The 2 sides of an equation are equivalent. So, when you add/subtract one equation to another, you are adding/subtracting equal values (same values) to both sides of the equation. The values just don't look the same.

Hope this helps.
• "Replacing the first equation in System A with this new equation, we get a system that's equivalent to System A:"
This sentence from example 2 makes no sense.
• I think he meant "equivalent to System B"
• How can you tell whether or not an elimination process only replaces one side or both?
• You simply do the same thing for both sides. If there is an equal sign, then both sides should be equal.
• Elsa and olaf!! On a math example?!?!
• ayye....can any one help me wth some steps to this...OH and my name is xxxevolution
• XXevolution,

This is the end of the unit. Unless you can ask about specific steps, at this point, I would suggest that you go back through the videos and exercises.

If you have a specific step on which you need help, please explain which step it is.
• Does anyone else also get the sense that the substitution method is a lot nicer (i.e. faster and takes less space on paper), but that unless they give one of the equations in point-intercept form (thus signaling that you should be using substitution over elimination), it just devolves into a mess of fractions that turn out to be uglier and harder to solve than elimination would've been in the first place?

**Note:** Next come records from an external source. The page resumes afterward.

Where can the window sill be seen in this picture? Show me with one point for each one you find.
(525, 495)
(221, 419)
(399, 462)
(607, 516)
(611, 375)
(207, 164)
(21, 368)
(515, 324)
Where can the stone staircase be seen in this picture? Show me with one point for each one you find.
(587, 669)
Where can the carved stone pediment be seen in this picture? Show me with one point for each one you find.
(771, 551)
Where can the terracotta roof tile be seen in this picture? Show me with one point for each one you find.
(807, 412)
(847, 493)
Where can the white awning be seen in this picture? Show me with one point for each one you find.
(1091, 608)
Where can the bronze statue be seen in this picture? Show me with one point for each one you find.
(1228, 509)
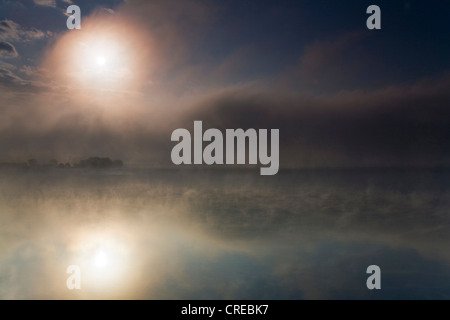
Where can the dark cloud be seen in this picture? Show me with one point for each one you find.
(7, 49)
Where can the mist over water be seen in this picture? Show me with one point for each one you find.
(225, 234)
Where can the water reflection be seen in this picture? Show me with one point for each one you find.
(188, 234)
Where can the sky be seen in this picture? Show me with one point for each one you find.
(340, 94)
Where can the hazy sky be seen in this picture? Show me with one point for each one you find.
(341, 95)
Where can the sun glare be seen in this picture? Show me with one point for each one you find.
(101, 259)
(101, 61)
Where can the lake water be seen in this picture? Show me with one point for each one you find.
(225, 234)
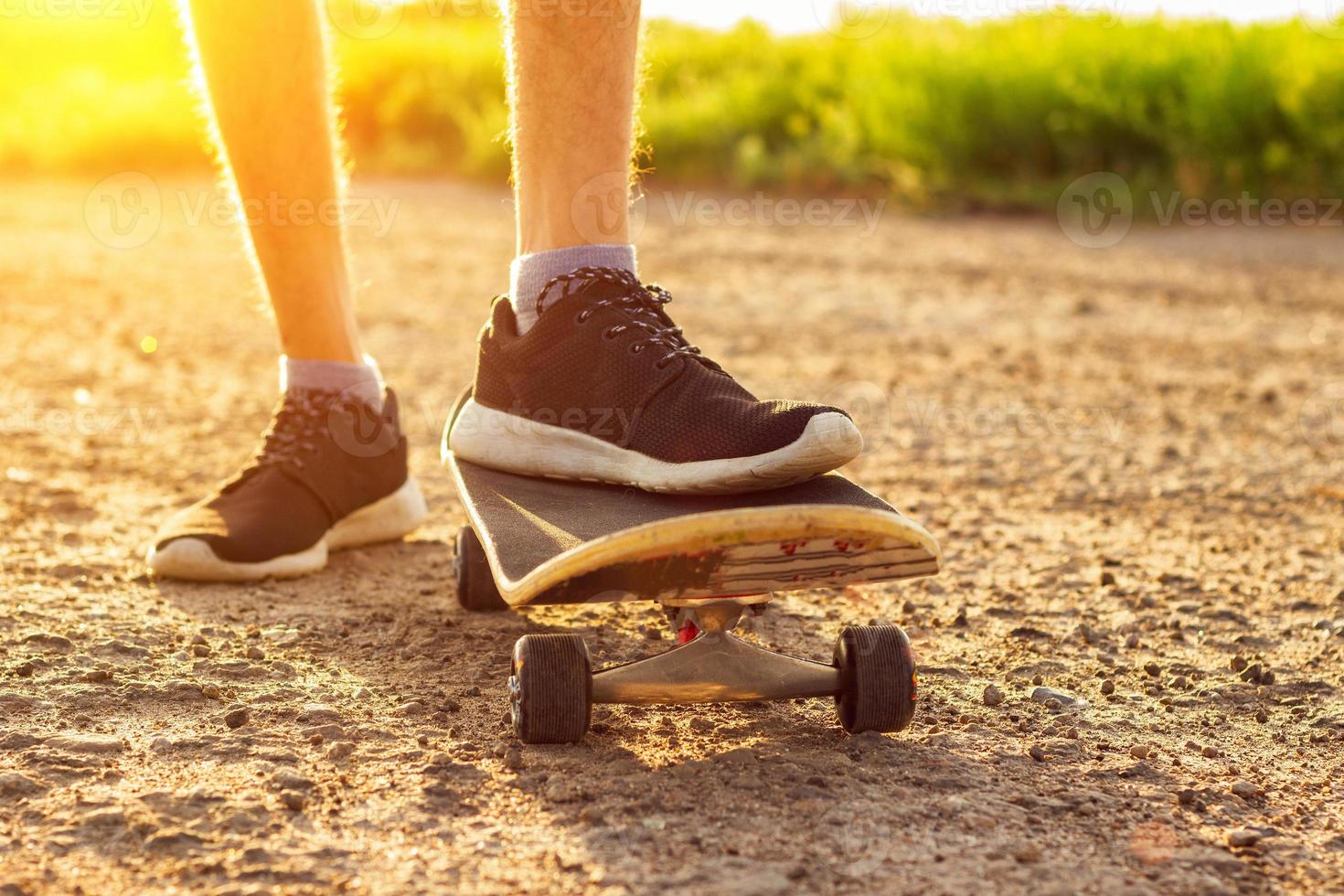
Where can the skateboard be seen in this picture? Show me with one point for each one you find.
(707, 560)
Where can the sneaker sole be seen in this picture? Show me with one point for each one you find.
(504, 441)
(383, 520)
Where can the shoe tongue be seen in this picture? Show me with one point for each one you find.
(591, 291)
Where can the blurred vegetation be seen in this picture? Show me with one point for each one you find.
(938, 113)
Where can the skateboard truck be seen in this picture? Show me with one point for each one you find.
(714, 667)
(552, 686)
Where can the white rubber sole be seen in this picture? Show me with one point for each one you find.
(509, 443)
(383, 520)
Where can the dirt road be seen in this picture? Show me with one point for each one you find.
(1128, 455)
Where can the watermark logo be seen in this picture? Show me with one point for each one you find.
(365, 19)
(852, 19)
(857, 836)
(125, 209)
(1097, 209)
(1321, 420)
(603, 209)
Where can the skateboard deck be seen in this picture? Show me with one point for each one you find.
(563, 541)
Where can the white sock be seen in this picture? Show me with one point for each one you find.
(360, 380)
(529, 272)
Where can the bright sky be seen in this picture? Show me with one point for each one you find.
(809, 15)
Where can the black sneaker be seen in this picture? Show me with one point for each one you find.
(331, 475)
(603, 387)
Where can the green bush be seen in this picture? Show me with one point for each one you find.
(938, 113)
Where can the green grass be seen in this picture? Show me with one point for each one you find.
(937, 113)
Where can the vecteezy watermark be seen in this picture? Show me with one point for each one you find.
(1246, 211)
(1323, 16)
(1112, 10)
(857, 837)
(1321, 420)
(852, 19)
(374, 19)
(1097, 209)
(603, 209)
(760, 209)
(83, 422)
(126, 209)
(1098, 425)
(133, 12)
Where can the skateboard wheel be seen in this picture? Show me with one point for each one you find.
(877, 678)
(551, 688)
(476, 589)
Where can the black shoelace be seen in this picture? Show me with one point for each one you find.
(643, 303)
(294, 430)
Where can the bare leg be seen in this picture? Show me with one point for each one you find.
(265, 68)
(571, 78)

Far's I can tell if all the terms in at least one of the equations don't have a common denominator, it's definitely gonna devolve into a mess of fractions (coz you have to divide all the terms by the coefficient of one of the variables to isolate said variable, so if it doesn't evenly divide into the other variable AND ALSO into the constant, there'll obviously be fractions).

Have I missed something? Has anyone else noticed this, and have you found a way around it, back into sweet substitution bliss? What're your thoughts?